Kaiserschnitt (eine interessante Studie)

Geburtsmethode prägt Bakterienflora

Obwohl gesundheitlich und ideologisch umstritten, werden Kaiserschnitte immer häufiger. Eine Studie liefert den Kritikern ein neues Argument: Die bakterielle Besiedlung von Kaiserschnittkindern unterscheide sich deutlich von jener auf natürliche Weise geborener Babys.

Kategorie: Gesundheit Erstellt am 22.06.2010.

Bakteriologische „Impfung“

Die Studie in den „Proceedings of the National Academy of Sciences“: „Delivery mode shapes the acquisition and structure of the initial microbiota across multiple body habitats in newborns“ von M.G. Dominguez-Bello et al.

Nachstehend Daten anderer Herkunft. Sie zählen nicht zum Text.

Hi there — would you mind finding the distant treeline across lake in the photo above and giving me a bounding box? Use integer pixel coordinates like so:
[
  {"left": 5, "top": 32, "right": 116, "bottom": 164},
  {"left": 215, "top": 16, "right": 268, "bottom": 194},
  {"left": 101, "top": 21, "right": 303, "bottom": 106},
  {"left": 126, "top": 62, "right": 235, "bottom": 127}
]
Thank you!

Der menschliche Fötus entwickelt sich in der weitgehend keimfreien Umgebung des Mutterleibs. Erst bei der Geburt wird er mit einer großen Vielfalt an Mikroben konfrontiert. Am Weg durch den Geburtskanal erhält das Baby seine erste bakteriologische „Impfung“ mit den vaginalen Bakterienstämmen der Mutter. Erst mit der Zeit entwickelt sich die endgültige, individuelle bakterielle Besiedlung von äußeren und inneren Körperoberflächen.

Obwohl die WHO vor möglichen Komplikationen warnt, gibt es in den letzten Jahren eine starke Zunahme von Kaiserschnitten, so erblicken in den U.S.A. mittlerweile etwa 30, in China sogar 50 Prozent der Kinder auf operativem Weg das Licht der Welt. Folglich findet der erste Bakterienkontakt vieler Neugeborener immer seltener im Vaginaltrakt statt.

Die menschliche Mikroflora spielt jedoch eine wesentliche Rolle für die Gesundheit des Individuums, wie etwa Darmbakterien bei der Verdauung oder bei der Abwehr von Krankheiten. Untersuchungen haben bereits gezeigt, dass der Darm von Babys sehr unterschiedlich besiedelt ist – je nachdem, ob sie auf natürliche Weise oder per Kaiserschnitt entbunden wurden.

Vergleich der Bakterienflora

Laut den Forschern um Maria G. Dominguez-Bello von der University of Puerto Rico könnte die Geburtsart auch die Zusammensetzung der restlichen Körperbakterien prägen. Das heißt, die generelle Entwicklung einer schützenden Flora könnte ebenfalls vom Erstkontakt mitbestimmt werden.

Für seine aktuelle Studie verglich das Team daher die Bakterienkulturen von unterschiedlich geborenen Babys. Neun Frauen im Alter von 21 bis 33 Jahren und ihre zehn Neugeborenen nahmen an der Untersuchung in einem südamerikanischen Krankenhaus teil, fünf davon brachten ihre Kinder – darunter auch Zwillinge – per Kaiserschnitt zu Welt.

Bereits eine Stunde vor der Geburt wurden bei der Mutter bakterielle Proben entnommen, von der Haut, aus ihrem Speichel und der Vagina. Unmittelbar nach der Entbindung wurden die Haut, der Speichel und die Nasenschleimhaut des Kindes untersucht, etwas später dann noch der erste Stuhl, das sogenannte Kindspech. Die Proben wurden dann mittels Gensequenzierung analysiert.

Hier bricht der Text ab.